I'm so pleased with how they turned out - and I love how they're each made out of a simple cotton dish cloth. (And yes, one of them already has a stain - it was put to use the day after it was made!)

I found this tutorial on Sew, Mama, Sew, which is running this really cool feature all November where, every day, they are publishing a collection of links to various online sewing tutorials. One day it's children's clothing, the next bags or totes. Anyway, there's a lot of beautiful stuff, and I recommend checking it out if you're interested at all in sewing, especially sewing gifts for the holidays. (Hey, if you start this year, it might be done by next.)

I'm amazed at how much I like sewing. I always thought it would be too fussy to be enjoyable, but I was wrong, and I freely admit it. There's something very satisfying at making something you'd otherwise buy, and being able to make it exactly the way you want it.

Anyone else find any good tutorials recently?

peace of Christ to you,
Jessica Snell

Saturday, November 24, 2007

Christ the King Sunday

Tomorrow is Christ the King Sunday, the last Sunday of the church year. Also, my favorite ordinary (i.e., not-a-major-feast) Sunday. And I'm not entirely sure why. The picture in my head when I think of Christ the King Sunday is a big tangle of the beginning of the second part of the Te Deum ("Thou art the King of glory, oh Christ/Thou art the everlasting Son of the Father . . .") and the Christo Pantokrator icon and the music of "Crown Him with Many Crowns" and vaguer pictures of what the last judgement will be like.

I think my affinity for the day goes back to the first time I really celebrated Lent, when I chose as my meditation for the forty days C.S. Lewis' essay "What if this Present were the World's Last Night?" and the John Donne poem from which it took its title. It's a great essay (the poem's good too) that I recommend to everyone, and Lewis made in it the point that the main two things that Christ said about His return was that He would certainly return and that we certainly would not know when, leading to the third point: because we do not know when He will return, we ought always to be doing what we ought to be doing, so that He will find us doing it when He comes back.

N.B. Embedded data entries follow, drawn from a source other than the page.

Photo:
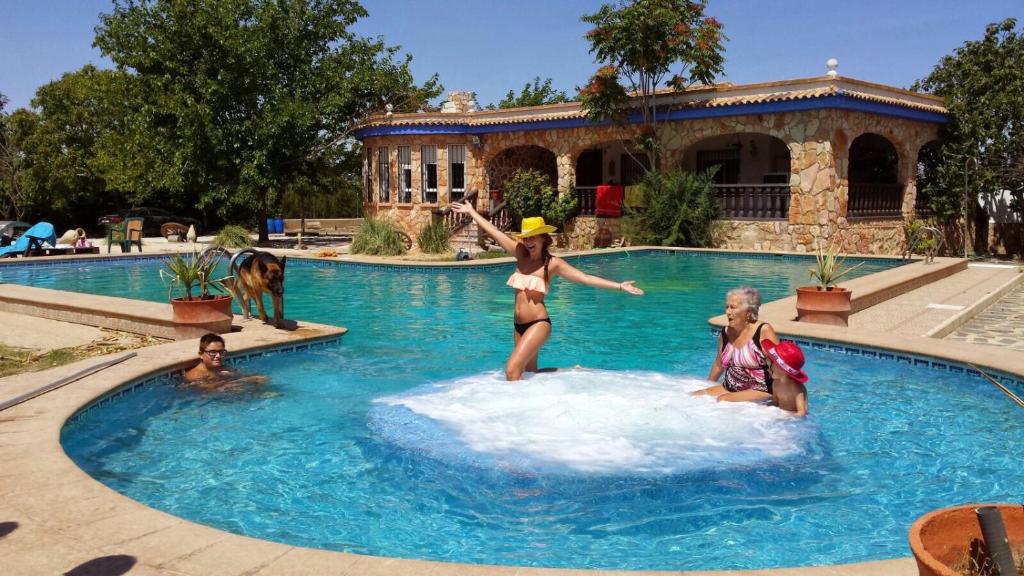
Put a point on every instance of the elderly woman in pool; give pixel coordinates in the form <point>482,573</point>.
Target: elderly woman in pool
<point>739,357</point>
<point>534,268</point>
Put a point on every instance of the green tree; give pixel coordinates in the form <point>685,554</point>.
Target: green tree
<point>982,146</point>
<point>644,45</point>
<point>680,209</point>
<point>79,117</point>
<point>537,93</point>
<point>15,195</point>
<point>248,98</point>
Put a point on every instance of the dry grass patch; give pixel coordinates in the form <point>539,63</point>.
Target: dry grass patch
<point>16,361</point>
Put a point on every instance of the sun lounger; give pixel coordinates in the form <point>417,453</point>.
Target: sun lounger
<point>34,239</point>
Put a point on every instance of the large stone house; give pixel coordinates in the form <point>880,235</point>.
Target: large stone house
<point>799,160</point>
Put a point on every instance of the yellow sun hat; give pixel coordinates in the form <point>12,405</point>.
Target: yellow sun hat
<point>535,227</point>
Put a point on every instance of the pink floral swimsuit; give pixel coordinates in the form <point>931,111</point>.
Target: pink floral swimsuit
<point>745,367</point>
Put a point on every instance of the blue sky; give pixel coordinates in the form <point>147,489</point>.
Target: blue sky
<point>491,46</point>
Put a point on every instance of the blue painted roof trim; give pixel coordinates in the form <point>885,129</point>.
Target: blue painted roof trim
<point>835,101</point>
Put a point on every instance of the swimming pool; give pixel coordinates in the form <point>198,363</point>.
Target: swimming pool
<point>356,446</point>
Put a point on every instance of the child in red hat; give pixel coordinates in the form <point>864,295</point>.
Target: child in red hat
<point>787,376</point>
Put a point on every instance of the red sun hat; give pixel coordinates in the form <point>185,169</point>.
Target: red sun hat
<point>787,356</point>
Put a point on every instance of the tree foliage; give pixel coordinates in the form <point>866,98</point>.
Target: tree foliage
<point>13,197</point>
<point>536,93</point>
<point>644,45</point>
<point>983,142</point>
<point>52,159</point>
<point>680,209</point>
<point>528,193</point>
<point>244,99</point>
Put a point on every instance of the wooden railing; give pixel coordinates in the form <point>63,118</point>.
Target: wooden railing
<point>922,206</point>
<point>501,216</point>
<point>875,201</point>
<point>586,200</point>
<point>754,202</point>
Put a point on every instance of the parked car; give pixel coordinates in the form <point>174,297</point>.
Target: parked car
<point>153,219</point>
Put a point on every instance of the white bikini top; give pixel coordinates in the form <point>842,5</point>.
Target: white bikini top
<point>521,281</point>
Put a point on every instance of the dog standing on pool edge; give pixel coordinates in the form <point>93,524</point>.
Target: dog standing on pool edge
<point>256,273</point>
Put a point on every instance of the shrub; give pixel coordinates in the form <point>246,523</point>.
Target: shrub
<point>433,238</point>
<point>680,209</point>
<point>523,193</point>
<point>528,193</point>
<point>232,237</point>
<point>378,237</point>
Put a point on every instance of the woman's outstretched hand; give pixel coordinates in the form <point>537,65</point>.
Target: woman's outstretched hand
<point>628,286</point>
<point>463,208</point>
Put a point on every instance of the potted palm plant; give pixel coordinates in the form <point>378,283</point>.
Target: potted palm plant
<point>825,302</point>
<point>206,310</point>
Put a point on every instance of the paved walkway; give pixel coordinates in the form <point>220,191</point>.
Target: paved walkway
<point>999,325</point>
<point>43,335</point>
<point>919,312</point>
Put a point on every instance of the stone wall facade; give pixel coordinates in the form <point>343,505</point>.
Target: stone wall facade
<point>818,142</point>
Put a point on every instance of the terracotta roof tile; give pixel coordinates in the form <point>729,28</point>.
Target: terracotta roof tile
<point>700,96</point>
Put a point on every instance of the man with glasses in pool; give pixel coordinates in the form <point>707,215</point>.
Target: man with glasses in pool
<point>211,372</point>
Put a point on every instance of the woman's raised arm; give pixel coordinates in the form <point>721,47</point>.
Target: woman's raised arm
<point>566,271</point>
<point>503,239</point>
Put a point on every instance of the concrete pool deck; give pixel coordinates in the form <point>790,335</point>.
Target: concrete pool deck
<point>54,519</point>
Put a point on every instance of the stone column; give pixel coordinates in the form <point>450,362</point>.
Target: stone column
<point>908,175</point>
<point>566,170</point>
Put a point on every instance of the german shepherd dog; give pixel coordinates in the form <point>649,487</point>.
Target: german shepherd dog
<point>255,273</point>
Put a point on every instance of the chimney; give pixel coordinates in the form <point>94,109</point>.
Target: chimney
<point>460,101</point>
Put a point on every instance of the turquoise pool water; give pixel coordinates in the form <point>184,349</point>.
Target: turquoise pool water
<point>401,440</point>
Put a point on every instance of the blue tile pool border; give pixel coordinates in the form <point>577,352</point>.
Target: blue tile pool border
<point>165,376</point>
<point>442,268</point>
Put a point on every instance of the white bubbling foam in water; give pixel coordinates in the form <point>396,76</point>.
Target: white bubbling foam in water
<point>593,421</point>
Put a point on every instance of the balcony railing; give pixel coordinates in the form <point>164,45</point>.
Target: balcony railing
<point>754,202</point>
<point>876,201</point>
<point>586,200</point>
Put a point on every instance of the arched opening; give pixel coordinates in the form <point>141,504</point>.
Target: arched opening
<point>508,161</point>
<point>928,158</point>
<point>873,178</point>
<point>606,164</point>
<point>752,173</point>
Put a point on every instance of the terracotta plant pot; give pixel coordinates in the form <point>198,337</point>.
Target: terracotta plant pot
<point>213,315</point>
<point>940,539</point>
<point>823,306</point>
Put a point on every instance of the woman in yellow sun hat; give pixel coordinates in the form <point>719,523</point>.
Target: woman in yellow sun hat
<point>534,268</point>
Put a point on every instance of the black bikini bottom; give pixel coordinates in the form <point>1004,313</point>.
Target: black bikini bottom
<point>521,328</point>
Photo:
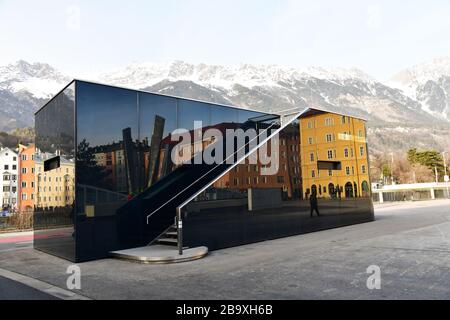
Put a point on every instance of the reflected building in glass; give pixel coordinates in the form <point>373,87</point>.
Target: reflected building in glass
<point>122,163</point>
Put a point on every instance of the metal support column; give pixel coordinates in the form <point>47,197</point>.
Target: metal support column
<point>179,220</point>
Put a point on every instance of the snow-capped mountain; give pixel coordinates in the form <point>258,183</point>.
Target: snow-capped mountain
<point>398,117</point>
<point>25,87</point>
<point>273,88</point>
<point>38,79</point>
<point>429,84</point>
<point>145,75</point>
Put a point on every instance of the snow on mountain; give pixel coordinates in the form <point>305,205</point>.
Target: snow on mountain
<point>38,79</point>
<point>429,84</point>
<point>416,101</point>
<point>250,76</point>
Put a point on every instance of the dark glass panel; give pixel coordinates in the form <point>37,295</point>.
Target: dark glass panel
<point>110,164</point>
<point>158,119</point>
<point>246,205</point>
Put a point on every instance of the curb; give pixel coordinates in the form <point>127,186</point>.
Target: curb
<point>42,286</point>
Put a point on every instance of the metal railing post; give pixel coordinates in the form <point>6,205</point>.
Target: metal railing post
<point>179,231</point>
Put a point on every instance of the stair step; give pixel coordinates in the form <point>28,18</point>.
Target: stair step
<point>171,234</point>
<point>167,241</point>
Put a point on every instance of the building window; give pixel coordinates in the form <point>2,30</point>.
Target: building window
<point>330,154</point>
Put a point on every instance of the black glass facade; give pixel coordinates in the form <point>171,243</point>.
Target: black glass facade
<point>249,204</point>
<point>130,173</point>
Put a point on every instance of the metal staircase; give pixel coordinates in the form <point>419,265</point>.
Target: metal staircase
<point>169,238</point>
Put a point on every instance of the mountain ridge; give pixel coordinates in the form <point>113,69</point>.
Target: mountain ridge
<point>24,87</point>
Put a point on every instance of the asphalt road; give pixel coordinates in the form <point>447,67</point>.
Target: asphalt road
<point>409,242</point>
<point>12,290</point>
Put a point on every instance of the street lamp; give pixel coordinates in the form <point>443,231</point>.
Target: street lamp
<point>392,168</point>
<point>446,178</point>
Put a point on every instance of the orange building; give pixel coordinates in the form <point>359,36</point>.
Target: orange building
<point>26,177</point>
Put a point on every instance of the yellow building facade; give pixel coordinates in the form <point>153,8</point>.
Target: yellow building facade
<point>55,188</point>
<point>334,155</point>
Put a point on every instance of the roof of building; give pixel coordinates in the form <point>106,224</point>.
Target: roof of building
<point>280,112</point>
<point>309,112</point>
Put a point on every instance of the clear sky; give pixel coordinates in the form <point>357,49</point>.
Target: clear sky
<point>82,36</point>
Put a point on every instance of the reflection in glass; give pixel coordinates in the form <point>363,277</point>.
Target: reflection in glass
<point>55,188</point>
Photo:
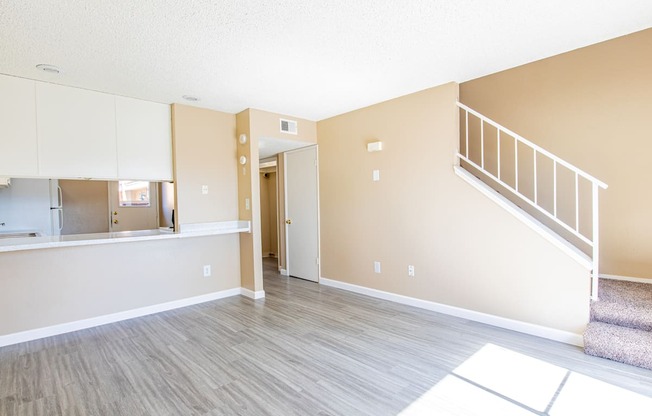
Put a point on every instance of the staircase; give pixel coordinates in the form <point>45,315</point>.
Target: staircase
<point>559,195</point>
<point>621,323</point>
<point>620,326</point>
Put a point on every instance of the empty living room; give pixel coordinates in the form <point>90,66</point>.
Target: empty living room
<point>325,208</point>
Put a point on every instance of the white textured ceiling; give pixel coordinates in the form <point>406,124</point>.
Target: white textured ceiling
<point>310,59</point>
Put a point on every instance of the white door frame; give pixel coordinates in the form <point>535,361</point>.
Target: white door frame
<point>285,196</point>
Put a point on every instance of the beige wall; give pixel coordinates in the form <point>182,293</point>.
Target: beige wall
<point>86,206</point>
<point>591,107</point>
<point>204,144</point>
<point>467,251</point>
<point>266,124</point>
<point>280,183</point>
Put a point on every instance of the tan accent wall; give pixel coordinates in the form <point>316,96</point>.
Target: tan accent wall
<point>204,144</point>
<point>86,206</point>
<point>591,107</point>
<point>467,251</point>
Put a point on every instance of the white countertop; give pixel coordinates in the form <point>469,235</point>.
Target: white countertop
<point>187,230</point>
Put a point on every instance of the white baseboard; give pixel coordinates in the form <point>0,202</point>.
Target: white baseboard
<point>259,294</point>
<point>626,278</point>
<point>511,324</point>
<point>49,331</point>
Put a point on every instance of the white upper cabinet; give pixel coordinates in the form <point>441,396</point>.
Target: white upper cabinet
<point>76,133</point>
<point>144,139</point>
<point>18,141</point>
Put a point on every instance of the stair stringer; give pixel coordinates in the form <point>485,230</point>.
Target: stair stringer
<point>554,238</point>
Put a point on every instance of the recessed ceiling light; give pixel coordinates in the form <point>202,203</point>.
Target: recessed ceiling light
<point>51,69</point>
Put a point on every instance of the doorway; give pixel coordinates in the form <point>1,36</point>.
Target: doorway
<point>301,179</point>
<point>133,205</point>
<point>269,211</point>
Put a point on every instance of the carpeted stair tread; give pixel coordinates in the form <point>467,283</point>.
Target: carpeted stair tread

So, on Christ the King Sunday, I think both about the greatness of our Lord, His absolute righteousness, and the absolute obedience He expects from us.

And yet, somehow it's heartening, and not disheartening. Because He's going to come back for us, and - as one of my college professors told us - He always gives what He demands.

So Christ the King Sunday is, to me, the most comforting Sunday, because it is the one where I remember that everything is going to come right. Christ will surely come, He will judge the world, He will judge us. But, as Michael Card said, we will look into our Judge's face, and see a Savior there.

Thanks be to God!

peace of Christ to you,
Jessica Snell

Tuesday, November 20, 2007

little girls!

Well, I got to go and see the twins again today; my mom accompanied me on this second ultrasound.

While the ultrasound tech wasn't able to find a membrane between them, meaning that they likely are monoamniotic, they are both growing well, and are about a pound each already!

So, it looks like I probably am facing hospitalization after Christmas, but the Lord holds us in His hand. And it's still possible that the perinatologist that I'm scheduled to see next week will be able to find a membrane that this technician missed. I hope so.

All the same, it was lovely to see my babies this morning.

peace of Christ to you,
Jessica Snell

Thursday, November 15, 2007

Advent-ful Days

It was last Advent that started me on my journey to celebrate the whole church year, so while Easter (Queen of Feasts!) remains my favorite season, Advent is the one towards which I feel the most affection.

And though I don't know how this twin pregnancy will affect our celebrations (except that it probably will, somehow), I'm still beginning to get excited about December.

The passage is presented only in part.